What struck me most was the relevance of scarcity vs. abundance and how we have lost so much in this transition.

Tuesday, March 6, 2007

Part 1: Blogs, Wikis, Podcasts......

At our first Kal-Tech team meeting at FHSU our assignment was to read the first two chapters of Will Richardson's book.

This is a direct quote from Chapter 1, page 5:
Without question, our ability to easily publish content online will force us to rethink the way we communicate with our constituents, the way we deliver our curriculum, and the expectations we have of our students.

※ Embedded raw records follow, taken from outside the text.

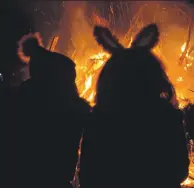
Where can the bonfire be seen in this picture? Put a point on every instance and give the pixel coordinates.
(89, 63)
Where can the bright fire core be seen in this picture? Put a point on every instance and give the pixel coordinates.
(90, 58)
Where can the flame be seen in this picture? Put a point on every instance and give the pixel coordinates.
(183, 47)
(90, 63)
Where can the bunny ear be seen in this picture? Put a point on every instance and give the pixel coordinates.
(105, 38)
(148, 37)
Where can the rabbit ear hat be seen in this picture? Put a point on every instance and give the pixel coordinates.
(147, 38)
(28, 45)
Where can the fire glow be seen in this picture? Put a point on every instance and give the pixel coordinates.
(90, 58)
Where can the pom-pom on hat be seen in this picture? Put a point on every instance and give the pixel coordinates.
(28, 45)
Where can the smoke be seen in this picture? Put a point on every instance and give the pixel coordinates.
(75, 32)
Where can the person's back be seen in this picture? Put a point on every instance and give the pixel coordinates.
(50, 124)
(136, 138)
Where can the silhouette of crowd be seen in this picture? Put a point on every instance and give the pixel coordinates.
(133, 137)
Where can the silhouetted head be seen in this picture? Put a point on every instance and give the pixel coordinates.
(44, 65)
(131, 73)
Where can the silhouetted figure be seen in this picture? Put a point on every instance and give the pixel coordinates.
(50, 119)
(137, 137)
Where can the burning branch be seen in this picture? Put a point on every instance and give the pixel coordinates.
(184, 53)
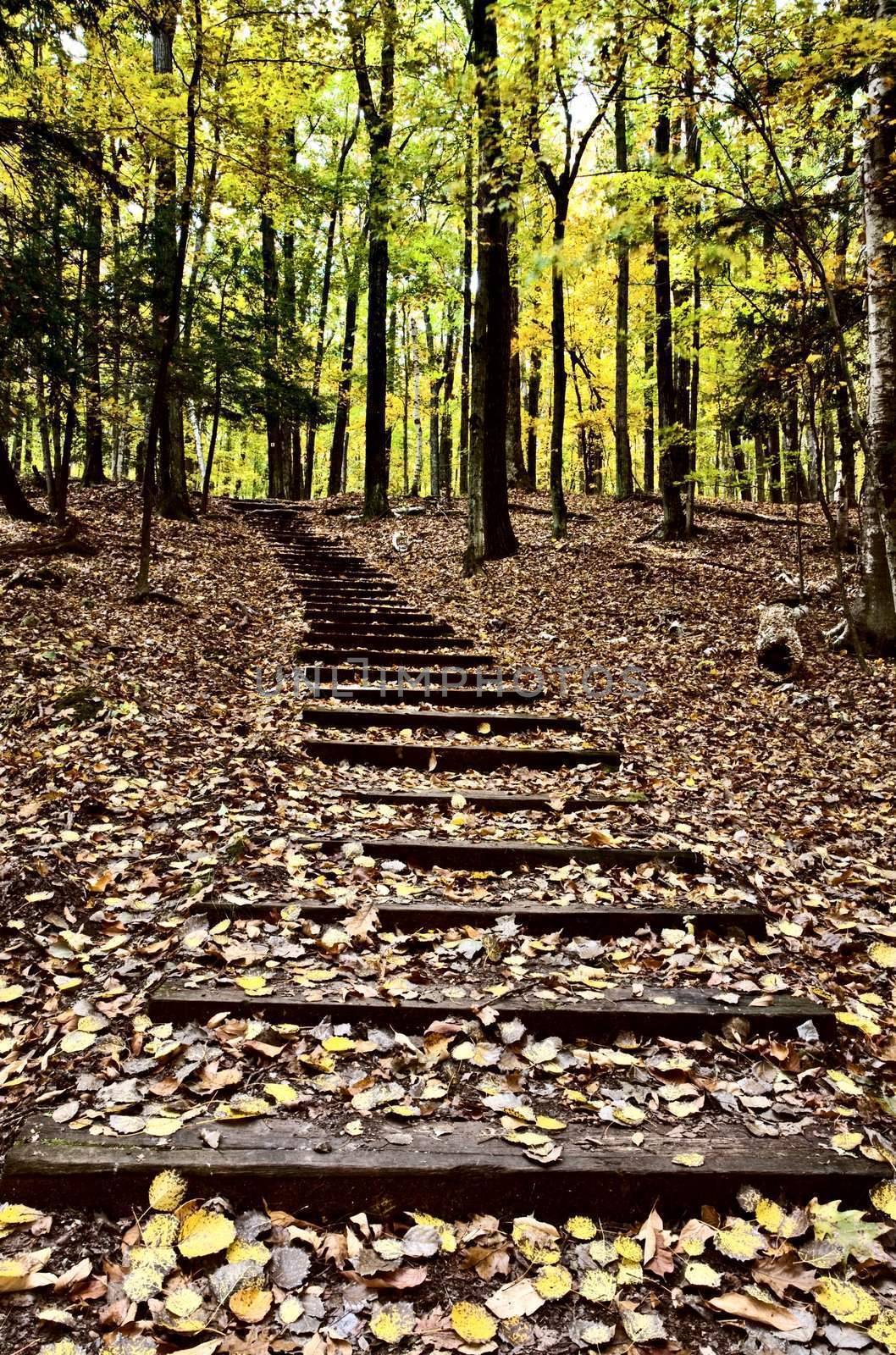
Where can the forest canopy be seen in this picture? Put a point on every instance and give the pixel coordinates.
(412, 250)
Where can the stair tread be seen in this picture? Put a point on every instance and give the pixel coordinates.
(451, 1167)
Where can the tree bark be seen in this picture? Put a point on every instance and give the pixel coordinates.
(11, 494)
(672, 447)
(489, 532)
(338, 447)
(467, 327)
(94, 473)
(173, 499)
(533, 401)
(878, 494)
(650, 469)
(379, 121)
(624, 480)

It also has the potential to radically change what we assume about teaching and learning, and it presents us with important questions to consider:

What needs to change about our curriculum when our students have the ability to reach audiences far beyond our classroom walls?

What changes must we make in our teaching as it becomes eaasier to brig primary sources to our students?

How do we need to rethink our ideas of literacy when we must prepare our students to become not only readers and writers, but editors and collaborators as well?

How do we best put to use the reams and reams of "digital paper" that Weblogs provide?
Are we ready to create School 2.0? Chris Lehmann writes:
It's really not about the computers. School 2.0 is older than that. School 2.0 is the tradition of Dewey. School 2.0 is born out of the idea that active, engaged, constructivist learning will lead to active, engaged students and people.

It's about the pedagogy.
Can we really afford to continue to take baby steps?